Monday, Mar. 09, 1953
The Persuader
The House Foreign Affairs Committee moved out of its cramped old quarters in the Capitol into the spacious hearing room of the Banking & Currency Committee to hear Secretary of State John Foster Dulles defend the President's resolution on enslaved peoples (TIME, March 2). Nonetheless, the seats were filled, reporters were jammed against television cameras, and standees rimmed the room by the time Dulles took the witness chair. First he read a carefully prepared statement, setting forth the high principles of the resolution. Then he pointed out the pitfalls of flatly repudiating the Yalta or Potsdam agreements of World War II, or trying to fix the blame on anybody for executing them. Next he took the questions.
Wisconsin's Larry Smith wanted to know if there shouldn't be some sort of confession of America's error in signing the wartime agreements. Replied Dulles: "Confession is always good for the soul." But the place for confession, he said, "is in the privacy of communion with one's God. I do not think a resolution which we want to vibrate around the world is the place for confession."
Through the Ages. Dulles went on to explain the gradual objectives of the resolution in some of the most statesman like phrasing heard in the Capitol for a long time. Said he: "I do not think this resolution is going to soften the heart of the masters of the Kremlin. It will encourage the aspirations of captive people ... It is going to be a gradual process. This is the beginning, not the end ... I believe that this resolution--if taken as I hope with virtual unanimous support of the Congress--will resound through the ages, and will in due course attain a dignity and position in history comparable with that of the Declaration of Independence and the Monroe Doctrine."
The Representatives were completely won over. Next day the committee considered a dozen amendments, voted them all down and unanimously passed the resolution without a change.
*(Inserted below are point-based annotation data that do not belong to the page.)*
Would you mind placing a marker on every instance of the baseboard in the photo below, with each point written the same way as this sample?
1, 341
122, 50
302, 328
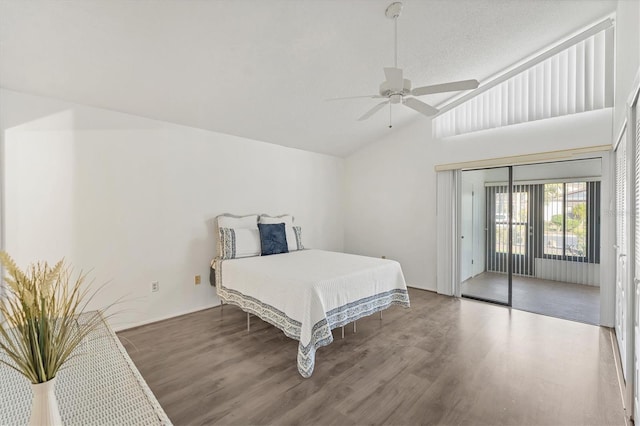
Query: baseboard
162, 318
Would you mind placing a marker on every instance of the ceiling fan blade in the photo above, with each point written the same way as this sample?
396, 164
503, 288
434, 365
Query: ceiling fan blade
373, 111
420, 106
354, 97
445, 87
394, 78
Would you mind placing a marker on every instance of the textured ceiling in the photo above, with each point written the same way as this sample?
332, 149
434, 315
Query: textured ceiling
263, 69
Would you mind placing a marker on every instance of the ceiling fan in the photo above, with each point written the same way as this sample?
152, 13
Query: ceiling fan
397, 89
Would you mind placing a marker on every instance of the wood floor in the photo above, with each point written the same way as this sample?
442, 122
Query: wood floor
575, 302
442, 361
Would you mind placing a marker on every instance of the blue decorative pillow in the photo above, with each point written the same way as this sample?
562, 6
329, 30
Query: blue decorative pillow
273, 238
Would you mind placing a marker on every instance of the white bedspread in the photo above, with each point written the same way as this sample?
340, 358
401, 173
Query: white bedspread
308, 293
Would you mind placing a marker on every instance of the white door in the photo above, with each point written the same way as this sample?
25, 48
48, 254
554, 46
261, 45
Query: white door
636, 281
622, 293
467, 220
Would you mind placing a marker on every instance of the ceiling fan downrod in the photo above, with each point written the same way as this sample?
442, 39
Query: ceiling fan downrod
392, 12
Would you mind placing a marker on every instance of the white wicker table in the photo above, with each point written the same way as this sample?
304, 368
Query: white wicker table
101, 386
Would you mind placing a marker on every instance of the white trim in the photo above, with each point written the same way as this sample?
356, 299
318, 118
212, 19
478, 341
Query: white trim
552, 180
515, 160
623, 127
164, 317
517, 69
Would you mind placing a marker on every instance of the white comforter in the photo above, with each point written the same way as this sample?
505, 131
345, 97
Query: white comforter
308, 293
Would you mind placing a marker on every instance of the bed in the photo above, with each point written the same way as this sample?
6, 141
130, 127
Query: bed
307, 293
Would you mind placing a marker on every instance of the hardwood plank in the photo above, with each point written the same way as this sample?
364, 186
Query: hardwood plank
443, 361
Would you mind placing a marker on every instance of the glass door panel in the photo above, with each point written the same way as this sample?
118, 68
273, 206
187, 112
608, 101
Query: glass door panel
485, 234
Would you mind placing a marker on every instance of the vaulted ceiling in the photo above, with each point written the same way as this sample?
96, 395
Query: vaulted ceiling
262, 69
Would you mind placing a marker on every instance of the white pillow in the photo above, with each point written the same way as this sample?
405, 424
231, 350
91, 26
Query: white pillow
287, 219
239, 242
244, 222
235, 222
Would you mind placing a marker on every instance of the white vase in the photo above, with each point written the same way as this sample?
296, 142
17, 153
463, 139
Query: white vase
44, 408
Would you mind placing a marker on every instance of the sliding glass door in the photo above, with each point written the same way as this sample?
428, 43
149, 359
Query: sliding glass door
485, 251
530, 237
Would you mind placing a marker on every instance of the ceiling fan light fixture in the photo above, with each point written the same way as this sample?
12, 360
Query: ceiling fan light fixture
393, 10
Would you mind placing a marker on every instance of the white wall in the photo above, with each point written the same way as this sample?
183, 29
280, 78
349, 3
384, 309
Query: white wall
135, 198
627, 56
391, 184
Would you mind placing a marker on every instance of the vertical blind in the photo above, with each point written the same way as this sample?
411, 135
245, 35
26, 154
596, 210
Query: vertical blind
621, 237
577, 79
555, 230
637, 192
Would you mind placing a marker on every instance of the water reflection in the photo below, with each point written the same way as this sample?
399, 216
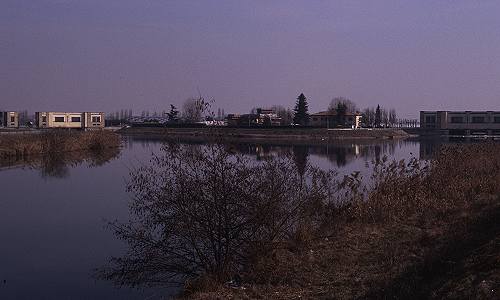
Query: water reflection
339, 154
57, 165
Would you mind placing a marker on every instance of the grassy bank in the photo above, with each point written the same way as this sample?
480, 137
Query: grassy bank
264, 134
419, 231
24, 145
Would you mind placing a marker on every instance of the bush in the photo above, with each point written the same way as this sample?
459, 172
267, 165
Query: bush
206, 213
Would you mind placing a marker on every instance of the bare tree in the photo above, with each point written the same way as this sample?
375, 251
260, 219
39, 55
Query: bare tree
351, 107
203, 212
196, 109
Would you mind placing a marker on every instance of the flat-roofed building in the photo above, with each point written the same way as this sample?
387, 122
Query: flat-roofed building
85, 120
462, 122
331, 119
9, 119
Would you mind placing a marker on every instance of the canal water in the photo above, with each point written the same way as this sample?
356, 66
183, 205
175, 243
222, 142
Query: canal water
54, 212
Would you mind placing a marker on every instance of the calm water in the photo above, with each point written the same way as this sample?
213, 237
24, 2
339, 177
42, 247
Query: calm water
53, 213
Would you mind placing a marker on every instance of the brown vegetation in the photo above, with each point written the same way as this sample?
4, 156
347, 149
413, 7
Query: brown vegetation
417, 230
24, 145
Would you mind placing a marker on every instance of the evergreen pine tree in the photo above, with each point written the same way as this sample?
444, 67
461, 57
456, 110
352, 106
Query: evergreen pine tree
173, 115
301, 111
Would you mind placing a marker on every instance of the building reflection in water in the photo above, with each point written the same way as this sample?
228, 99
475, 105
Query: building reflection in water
340, 154
57, 165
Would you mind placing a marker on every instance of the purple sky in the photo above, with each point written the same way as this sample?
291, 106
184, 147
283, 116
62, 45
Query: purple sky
145, 54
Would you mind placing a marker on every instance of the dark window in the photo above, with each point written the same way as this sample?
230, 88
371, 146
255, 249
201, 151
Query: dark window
477, 119
430, 119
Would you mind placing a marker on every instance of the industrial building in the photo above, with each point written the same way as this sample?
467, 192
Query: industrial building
330, 119
9, 119
461, 122
82, 120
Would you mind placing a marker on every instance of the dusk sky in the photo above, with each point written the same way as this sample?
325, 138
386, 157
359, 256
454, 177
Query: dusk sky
106, 55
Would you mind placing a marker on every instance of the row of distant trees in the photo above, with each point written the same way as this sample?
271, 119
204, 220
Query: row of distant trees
371, 117
199, 109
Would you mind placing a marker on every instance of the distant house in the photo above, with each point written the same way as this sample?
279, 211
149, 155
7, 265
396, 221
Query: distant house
9, 119
330, 119
83, 120
263, 117
462, 122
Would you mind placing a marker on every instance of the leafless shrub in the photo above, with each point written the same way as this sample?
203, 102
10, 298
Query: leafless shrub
206, 213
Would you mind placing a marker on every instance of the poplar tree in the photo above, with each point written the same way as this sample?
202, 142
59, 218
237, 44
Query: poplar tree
301, 111
378, 116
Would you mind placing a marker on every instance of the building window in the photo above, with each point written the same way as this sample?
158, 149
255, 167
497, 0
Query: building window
477, 119
430, 119
457, 119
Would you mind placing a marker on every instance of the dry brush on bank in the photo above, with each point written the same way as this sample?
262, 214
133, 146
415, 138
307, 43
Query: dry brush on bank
57, 141
207, 218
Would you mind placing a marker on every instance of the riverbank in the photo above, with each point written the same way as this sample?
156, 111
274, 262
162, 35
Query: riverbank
311, 135
421, 231
19, 145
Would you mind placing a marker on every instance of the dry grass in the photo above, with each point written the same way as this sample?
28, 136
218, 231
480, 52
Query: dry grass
23, 145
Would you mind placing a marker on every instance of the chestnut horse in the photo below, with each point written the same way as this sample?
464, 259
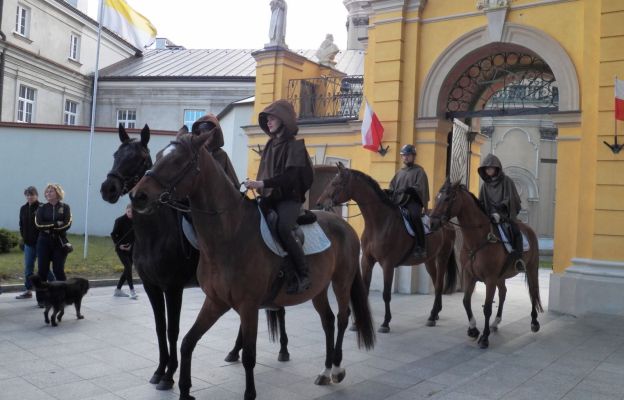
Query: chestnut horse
385, 239
484, 258
237, 270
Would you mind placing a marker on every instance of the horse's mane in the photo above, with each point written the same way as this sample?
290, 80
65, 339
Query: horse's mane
375, 186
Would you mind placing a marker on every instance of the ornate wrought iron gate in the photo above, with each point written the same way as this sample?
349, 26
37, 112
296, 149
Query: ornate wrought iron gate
459, 152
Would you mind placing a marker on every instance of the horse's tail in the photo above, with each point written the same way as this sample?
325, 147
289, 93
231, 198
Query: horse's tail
361, 312
450, 278
532, 273
272, 325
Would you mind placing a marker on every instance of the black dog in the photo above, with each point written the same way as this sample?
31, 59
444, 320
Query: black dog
58, 294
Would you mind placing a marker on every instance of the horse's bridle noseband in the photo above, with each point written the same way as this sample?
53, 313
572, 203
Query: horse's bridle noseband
166, 197
129, 182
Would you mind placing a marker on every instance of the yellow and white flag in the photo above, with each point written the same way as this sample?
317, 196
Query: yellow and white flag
120, 18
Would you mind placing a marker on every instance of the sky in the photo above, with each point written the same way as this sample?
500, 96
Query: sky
241, 24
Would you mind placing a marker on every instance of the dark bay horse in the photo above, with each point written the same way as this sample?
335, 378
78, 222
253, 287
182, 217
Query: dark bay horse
386, 241
164, 259
236, 269
484, 258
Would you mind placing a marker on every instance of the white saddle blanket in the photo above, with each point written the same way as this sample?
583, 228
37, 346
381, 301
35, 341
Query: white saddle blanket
426, 224
507, 243
315, 239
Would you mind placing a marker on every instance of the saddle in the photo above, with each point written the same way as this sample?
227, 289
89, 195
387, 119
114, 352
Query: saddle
504, 235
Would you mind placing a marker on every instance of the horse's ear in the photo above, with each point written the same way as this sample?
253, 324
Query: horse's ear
145, 132
182, 131
123, 136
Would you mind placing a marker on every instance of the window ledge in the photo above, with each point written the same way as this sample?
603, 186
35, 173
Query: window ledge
75, 62
19, 36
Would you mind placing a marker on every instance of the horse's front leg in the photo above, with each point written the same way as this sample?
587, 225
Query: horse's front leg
437, 276
502, 293
469, 284
173, 298
157, 301
249, 328
321, 305
490, 290
283, 355
208, 315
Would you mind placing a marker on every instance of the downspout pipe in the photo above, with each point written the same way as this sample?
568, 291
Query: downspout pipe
2, 55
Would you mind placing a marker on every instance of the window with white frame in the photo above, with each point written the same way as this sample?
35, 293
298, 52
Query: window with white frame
25, 104
22, 20
74, 47
70, 115
191, 116
127, 118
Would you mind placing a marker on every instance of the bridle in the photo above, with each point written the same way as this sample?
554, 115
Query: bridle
133, 178
167, 196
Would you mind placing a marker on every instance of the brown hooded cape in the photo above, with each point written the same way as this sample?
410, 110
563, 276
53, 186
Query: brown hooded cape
498, 194
285, 166
214, 145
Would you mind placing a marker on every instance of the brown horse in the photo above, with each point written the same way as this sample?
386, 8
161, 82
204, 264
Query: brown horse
385, 239
237, 270
484, 258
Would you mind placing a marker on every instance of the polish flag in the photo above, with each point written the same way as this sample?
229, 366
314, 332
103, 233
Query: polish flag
372, 130
619, 99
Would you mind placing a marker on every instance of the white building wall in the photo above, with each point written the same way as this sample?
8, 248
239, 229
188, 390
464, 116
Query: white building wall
37, 156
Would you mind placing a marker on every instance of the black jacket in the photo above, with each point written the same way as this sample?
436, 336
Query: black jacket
122, 233
28, 229
53, 220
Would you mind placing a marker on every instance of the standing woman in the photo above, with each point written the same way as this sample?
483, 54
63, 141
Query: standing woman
53, 219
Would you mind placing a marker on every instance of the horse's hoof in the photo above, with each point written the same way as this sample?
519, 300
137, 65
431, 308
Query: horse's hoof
155, 379
337, 378
322, 380
473, 333
165, 384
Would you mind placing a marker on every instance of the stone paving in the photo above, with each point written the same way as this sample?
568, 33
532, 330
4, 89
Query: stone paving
112, 353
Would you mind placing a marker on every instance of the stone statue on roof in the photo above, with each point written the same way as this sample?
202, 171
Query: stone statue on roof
277, 27
327, 51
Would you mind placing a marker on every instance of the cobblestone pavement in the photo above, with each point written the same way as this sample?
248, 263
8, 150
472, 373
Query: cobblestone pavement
112, 353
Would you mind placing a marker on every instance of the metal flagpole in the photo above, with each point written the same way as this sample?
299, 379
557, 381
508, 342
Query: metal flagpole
92, 129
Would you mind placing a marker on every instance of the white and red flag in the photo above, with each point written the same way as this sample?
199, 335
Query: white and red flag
619, 99
372, 130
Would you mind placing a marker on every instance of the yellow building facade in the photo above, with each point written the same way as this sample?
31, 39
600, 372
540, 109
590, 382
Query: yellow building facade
416, 54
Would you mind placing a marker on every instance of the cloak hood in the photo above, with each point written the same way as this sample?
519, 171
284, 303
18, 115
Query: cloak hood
490, 161
216, 141
283, 110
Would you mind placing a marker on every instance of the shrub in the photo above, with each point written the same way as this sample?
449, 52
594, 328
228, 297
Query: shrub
8, 240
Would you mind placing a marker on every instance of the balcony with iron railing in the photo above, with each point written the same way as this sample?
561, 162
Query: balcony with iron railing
327, 99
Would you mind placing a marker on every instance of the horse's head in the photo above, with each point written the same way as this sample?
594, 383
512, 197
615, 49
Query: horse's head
171, 178
447, 204
337, 190
130, 162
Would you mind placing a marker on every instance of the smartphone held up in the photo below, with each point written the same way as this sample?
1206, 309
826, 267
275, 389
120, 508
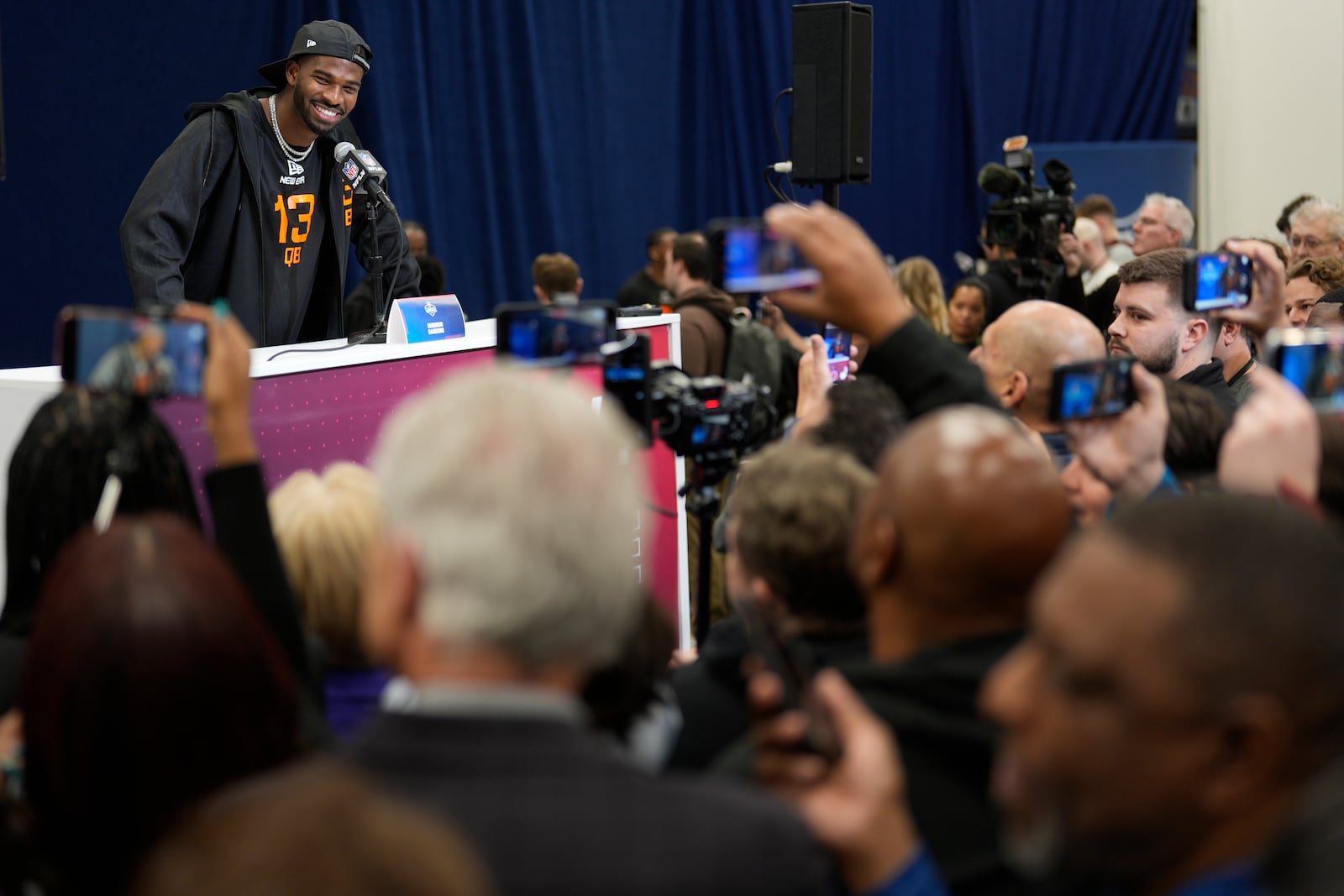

The Senate Foreign Relations Committee, after hearing Dulles behind closed doors, was expected to follow suit this week.
In Congress last week:
P: The Hawaiian statehood bill sailed serenely through the House Territories Subcommittee to the Committee on Interior and Insular Affairs, a strong indication that Hawaii would get its flag star, and soon.
P: The Senate Appropriations Committee approved $60,000 for the President's inactive Council of Economic Advisers--which the House once denied.